Figure 2. Percentage of constricted and unconstricted vocalizations in the first six months of life. (Bettany 2004: 60)
Bettany added to our team’s findings by conducting a detailed analysis of the interaction of pitch and constriction and, in turn, of alternations between different types of vocalizations−a type of analysis that is very fruitful in the understanding of speech development and that will be extended to a larger and more diverse group of infants as our infant speech database grows. In the speech development of this particular infant, the fifth month of life was a critical period not only in the transition from predominantly contricted to unconstricted settings, but in the exploration of pitch and an increase in the incidence of alternations between constricted and unconstricted settings at various pitch levels. In Bettany’s analysis, the expanding repertoire of the infant seems to be occurring primarily as a function of increased laryngeal control, highlighting the importance of the laryngeal sphincter in speech development. As we extend our analysis to French, Moroccan Arabic, and Bai-speaking Chinese infants, we will be interested to see how infants from a variety of backgrounds exploit the same biological tendencies and associated phonetic parameters to reach different linguistic outcomes.
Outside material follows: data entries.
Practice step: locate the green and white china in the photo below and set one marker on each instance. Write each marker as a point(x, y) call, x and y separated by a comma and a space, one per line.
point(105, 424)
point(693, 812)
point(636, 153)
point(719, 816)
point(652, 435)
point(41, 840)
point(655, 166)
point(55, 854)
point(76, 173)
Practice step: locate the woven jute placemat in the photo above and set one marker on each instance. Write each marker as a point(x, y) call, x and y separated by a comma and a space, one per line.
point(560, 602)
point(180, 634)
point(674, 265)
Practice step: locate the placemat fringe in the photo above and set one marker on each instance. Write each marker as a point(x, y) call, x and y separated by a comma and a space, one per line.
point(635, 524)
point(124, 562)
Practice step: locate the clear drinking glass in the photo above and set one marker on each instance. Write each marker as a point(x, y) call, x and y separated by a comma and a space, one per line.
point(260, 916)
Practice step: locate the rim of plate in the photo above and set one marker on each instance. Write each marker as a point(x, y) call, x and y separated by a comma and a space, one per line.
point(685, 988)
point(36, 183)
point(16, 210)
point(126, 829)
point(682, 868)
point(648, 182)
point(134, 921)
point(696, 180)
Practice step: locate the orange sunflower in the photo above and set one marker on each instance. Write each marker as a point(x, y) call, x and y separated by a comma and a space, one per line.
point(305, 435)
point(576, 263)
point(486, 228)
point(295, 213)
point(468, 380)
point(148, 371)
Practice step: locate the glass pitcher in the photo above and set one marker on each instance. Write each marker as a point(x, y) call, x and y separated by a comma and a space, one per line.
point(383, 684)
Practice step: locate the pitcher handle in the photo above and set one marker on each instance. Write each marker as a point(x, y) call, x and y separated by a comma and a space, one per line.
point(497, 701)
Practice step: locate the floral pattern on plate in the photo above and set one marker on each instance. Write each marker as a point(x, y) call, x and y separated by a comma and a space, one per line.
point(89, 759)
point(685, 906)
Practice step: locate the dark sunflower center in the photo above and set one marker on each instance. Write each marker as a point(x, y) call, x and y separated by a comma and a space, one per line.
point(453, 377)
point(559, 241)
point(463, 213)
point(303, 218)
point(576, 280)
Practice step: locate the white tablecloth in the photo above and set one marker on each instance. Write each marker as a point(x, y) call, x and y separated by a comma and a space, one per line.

This paper has provided a brief overview of our collaboration with other researchers around the world to document infant speech development. We believe that our web-based XML database will allow researchers to share, exchange and compare a large amount infant vocalization data in ways that were not possible even in the recent past. This collaboration, still in its first stages, will enhance our understanding of the role of laryngeal mechanisms in the phonetic development of infants in the first year of life.